Click the headline to read the full story.
Virtual Reality of the Warsaw Uprising
The Times of Israel (Israel)
The ruins of Warsaw in 1944 have been brought back to life with a new virtual reality component of the Warsaw Uprising Museum. “We no longer have to ask ourselves what we would have done had we been there,” said Tomasz Dobosz, the film’s creator. “We feel like we’re actually there at that time, which enables a sensitive viewer to experience the decisions he would have made.” While the scenes in the 15-minute film are fictional, they refer to a real event experienced by the insurgent Wladyslaw Sieroszewski, who survived being shot in the heart by Germans.
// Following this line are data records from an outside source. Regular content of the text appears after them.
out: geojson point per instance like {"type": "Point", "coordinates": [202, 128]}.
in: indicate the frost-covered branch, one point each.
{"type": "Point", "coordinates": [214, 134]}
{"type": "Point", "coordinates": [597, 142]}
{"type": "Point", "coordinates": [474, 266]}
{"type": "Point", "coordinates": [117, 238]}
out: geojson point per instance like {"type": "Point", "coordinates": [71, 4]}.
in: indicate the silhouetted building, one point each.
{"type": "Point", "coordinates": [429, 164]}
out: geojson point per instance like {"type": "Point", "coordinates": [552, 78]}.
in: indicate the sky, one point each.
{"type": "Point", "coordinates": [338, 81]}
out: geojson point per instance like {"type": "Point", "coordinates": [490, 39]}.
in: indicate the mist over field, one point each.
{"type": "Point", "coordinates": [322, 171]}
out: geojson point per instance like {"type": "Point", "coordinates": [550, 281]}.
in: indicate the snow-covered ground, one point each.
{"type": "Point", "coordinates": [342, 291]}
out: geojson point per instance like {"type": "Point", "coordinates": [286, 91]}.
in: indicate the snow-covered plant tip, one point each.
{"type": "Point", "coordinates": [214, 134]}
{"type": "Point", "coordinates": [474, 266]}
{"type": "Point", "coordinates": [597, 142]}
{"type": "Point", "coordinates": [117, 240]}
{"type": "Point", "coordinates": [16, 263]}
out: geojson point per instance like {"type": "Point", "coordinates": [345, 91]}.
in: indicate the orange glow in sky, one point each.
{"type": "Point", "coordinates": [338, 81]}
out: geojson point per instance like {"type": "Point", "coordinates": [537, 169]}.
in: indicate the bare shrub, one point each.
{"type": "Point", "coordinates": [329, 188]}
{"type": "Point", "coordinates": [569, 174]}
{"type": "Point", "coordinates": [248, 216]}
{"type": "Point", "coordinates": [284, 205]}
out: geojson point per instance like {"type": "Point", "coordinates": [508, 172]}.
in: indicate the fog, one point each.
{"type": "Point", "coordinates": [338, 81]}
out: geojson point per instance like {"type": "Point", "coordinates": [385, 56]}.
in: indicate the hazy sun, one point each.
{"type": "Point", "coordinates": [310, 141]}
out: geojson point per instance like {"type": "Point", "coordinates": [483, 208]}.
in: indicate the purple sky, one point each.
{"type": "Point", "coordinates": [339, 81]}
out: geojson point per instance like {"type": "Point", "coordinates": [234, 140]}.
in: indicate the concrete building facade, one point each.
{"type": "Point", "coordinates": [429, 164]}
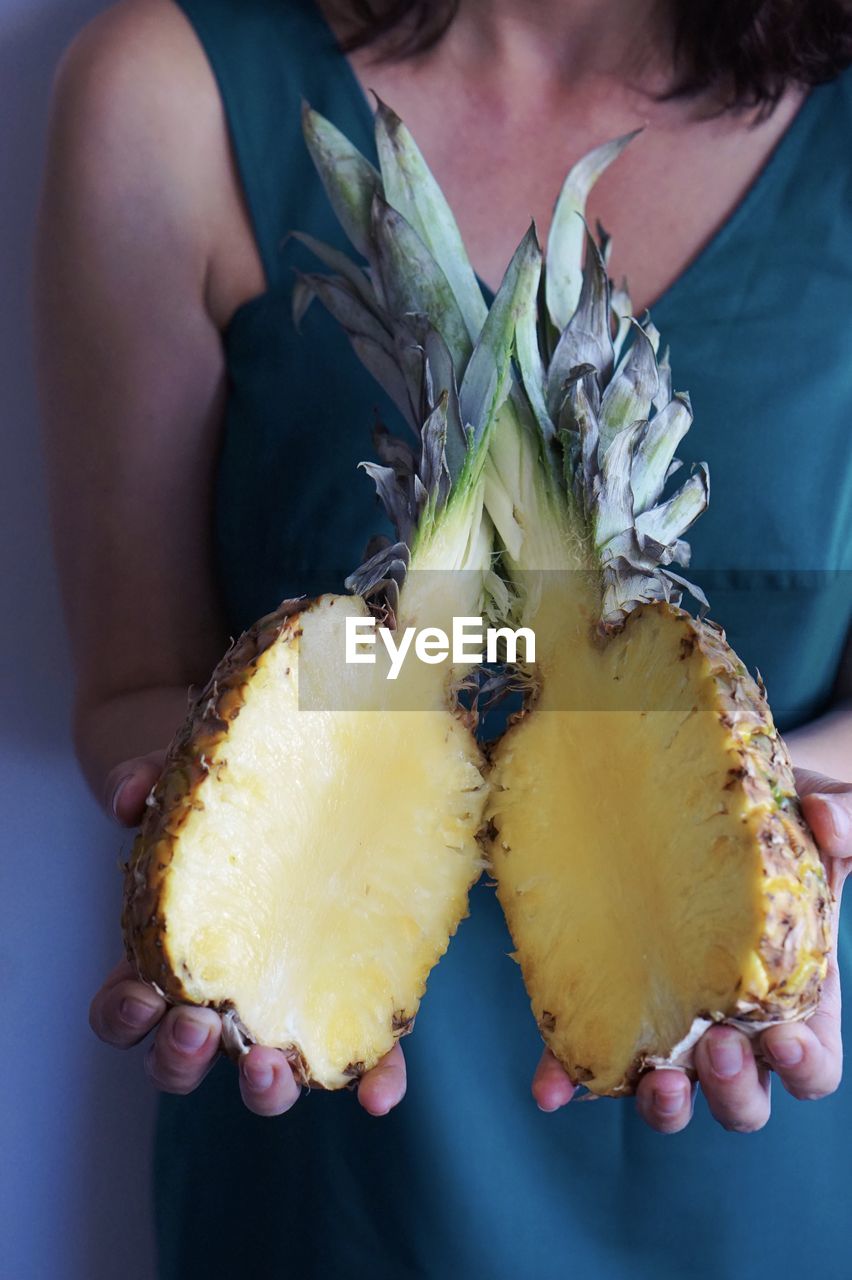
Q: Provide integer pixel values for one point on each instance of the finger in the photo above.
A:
(266, 1082)
(384, 1087)
(664, 1100)
(184, 1048)
(124, 1010)
(552, 1086)
(128, 785)
(736, 1088)
(807, 1068)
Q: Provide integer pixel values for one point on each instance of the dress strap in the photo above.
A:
(268, 55)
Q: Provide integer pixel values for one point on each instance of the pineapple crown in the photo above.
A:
(417, 320)
(591, 393)
(603, 402)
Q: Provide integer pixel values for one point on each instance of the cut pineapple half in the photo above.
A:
(308, 850)
(302, 869)
(649, 853)
(649, 848)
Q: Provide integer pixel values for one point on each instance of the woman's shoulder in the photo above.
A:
(136, 65)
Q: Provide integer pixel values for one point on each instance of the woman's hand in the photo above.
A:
(187, 1040)
(733, 1070)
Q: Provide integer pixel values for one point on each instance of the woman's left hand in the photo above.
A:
(806, 1056)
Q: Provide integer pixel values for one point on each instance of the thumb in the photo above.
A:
(128, 785)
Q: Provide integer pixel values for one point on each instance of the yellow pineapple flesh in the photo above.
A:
(302, 868)
(649, 851)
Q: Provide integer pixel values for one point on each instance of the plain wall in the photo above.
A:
(74, 1155)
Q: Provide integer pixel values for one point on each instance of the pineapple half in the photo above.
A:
(308, 850)
(644, 828)
(646, 840)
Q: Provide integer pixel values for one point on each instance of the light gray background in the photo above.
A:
(74, 1150)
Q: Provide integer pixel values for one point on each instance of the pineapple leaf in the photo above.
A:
(433, 470)
(440, 376)
(664, 524)
(395, 496)
(614, 513)
(654, 457)
(349, 179)
(385, 566)
(526, 342)
(412, 190)
(343, 265)
(488, 378)
(413, 282)
(564, 256)
(586, 339)
(632, 389)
City of Gizycko hosts Mazury AirShow
Xin Hua News (China)
Crowds of spectators, pilots, and media from around the world convened in Gizycko, Poland, for the Mazury AirShow. The show is organized by aviation enthusiasts and takes place over a lake, making it accessible to spectators on the beach, pier, benches, or watercraft. The Mazury AirShow has taken place every summer for twenty consecutive years.
Poland counts about 250 drowning victims since April
Business Day (South Africa)
The bodycount for drowning victims in Poland has risen to 250 between the months of April and August of 2018. “For years now the main cause of drownings has remained the same: people go for a swim after consuming alcohol,” said national police spokesperson Marzena Orzynska. Polish police reported that the drownings usually occur in unsupervised areas, such as lakes and rivers, more so than in the sea.
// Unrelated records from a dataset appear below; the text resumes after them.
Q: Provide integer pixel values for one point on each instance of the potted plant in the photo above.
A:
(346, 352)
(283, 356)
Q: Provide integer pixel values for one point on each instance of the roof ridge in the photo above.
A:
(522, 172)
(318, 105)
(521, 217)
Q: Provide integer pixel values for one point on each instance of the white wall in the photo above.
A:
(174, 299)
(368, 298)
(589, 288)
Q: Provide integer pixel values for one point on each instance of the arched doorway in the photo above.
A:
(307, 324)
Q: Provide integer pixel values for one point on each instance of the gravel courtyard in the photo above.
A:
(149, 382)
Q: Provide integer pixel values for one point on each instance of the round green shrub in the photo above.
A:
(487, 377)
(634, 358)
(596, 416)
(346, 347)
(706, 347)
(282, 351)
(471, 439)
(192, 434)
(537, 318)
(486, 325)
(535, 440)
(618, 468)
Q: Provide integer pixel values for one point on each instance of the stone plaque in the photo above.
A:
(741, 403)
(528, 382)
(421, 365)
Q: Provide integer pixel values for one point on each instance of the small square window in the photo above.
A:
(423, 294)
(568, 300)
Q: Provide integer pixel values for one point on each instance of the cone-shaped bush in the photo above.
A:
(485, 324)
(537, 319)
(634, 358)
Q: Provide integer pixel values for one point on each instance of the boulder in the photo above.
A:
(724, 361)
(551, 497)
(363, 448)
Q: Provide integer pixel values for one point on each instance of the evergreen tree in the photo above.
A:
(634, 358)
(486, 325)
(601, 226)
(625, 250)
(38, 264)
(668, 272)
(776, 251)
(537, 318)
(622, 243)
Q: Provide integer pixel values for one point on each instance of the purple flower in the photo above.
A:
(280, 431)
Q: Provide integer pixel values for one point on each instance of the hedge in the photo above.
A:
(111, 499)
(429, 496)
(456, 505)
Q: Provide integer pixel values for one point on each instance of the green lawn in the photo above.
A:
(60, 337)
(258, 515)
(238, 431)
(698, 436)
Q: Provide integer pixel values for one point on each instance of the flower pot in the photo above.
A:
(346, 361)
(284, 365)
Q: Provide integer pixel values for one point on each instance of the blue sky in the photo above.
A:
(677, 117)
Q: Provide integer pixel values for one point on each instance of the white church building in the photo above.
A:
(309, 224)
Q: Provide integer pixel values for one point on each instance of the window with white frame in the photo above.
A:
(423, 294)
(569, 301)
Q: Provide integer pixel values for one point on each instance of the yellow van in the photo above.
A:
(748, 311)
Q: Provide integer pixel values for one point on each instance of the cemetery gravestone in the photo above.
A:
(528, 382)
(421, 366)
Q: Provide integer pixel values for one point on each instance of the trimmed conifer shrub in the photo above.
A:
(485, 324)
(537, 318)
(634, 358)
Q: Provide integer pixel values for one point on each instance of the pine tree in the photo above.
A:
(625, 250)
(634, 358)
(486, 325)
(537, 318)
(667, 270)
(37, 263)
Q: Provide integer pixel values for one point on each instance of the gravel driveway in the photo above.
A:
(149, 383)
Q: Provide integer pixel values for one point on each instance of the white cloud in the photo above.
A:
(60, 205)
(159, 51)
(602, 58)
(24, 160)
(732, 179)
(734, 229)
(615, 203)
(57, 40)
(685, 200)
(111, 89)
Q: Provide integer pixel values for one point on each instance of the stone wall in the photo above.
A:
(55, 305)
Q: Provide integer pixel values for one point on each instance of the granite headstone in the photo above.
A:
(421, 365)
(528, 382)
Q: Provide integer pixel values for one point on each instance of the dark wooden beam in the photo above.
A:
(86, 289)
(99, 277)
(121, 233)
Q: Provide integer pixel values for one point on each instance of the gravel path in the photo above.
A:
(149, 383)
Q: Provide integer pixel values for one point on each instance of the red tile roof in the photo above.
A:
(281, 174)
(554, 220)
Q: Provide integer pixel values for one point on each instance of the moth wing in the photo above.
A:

Poland identifies British fake recycling scandal
The Telegraph (United Kingdom)
Polish authorities claim that over 1,000 tons of waste from Great Britain have been incorrectly labeled as recyclable plastic. As a result, three British companies that ship recyclables to Poland are being investigated for participation in a “fake recycling” scandal by the UK’s Environment Agency.
Discovery of unexploded WWII bomb leads to mass evacuation
The New York Post
After the discovery of a 250-kilogram, unexploded World War II-era bomb, Polish police report that about 2,000 to 3,000 people are being evacuated from the town of Glogow. The bomb was found in the Oder River, an area of southwestern Poland that belonged to Germany during WWII, during a cleaning of the river bottom. Three WWII-era bombs have already been found in the region before this current discovery.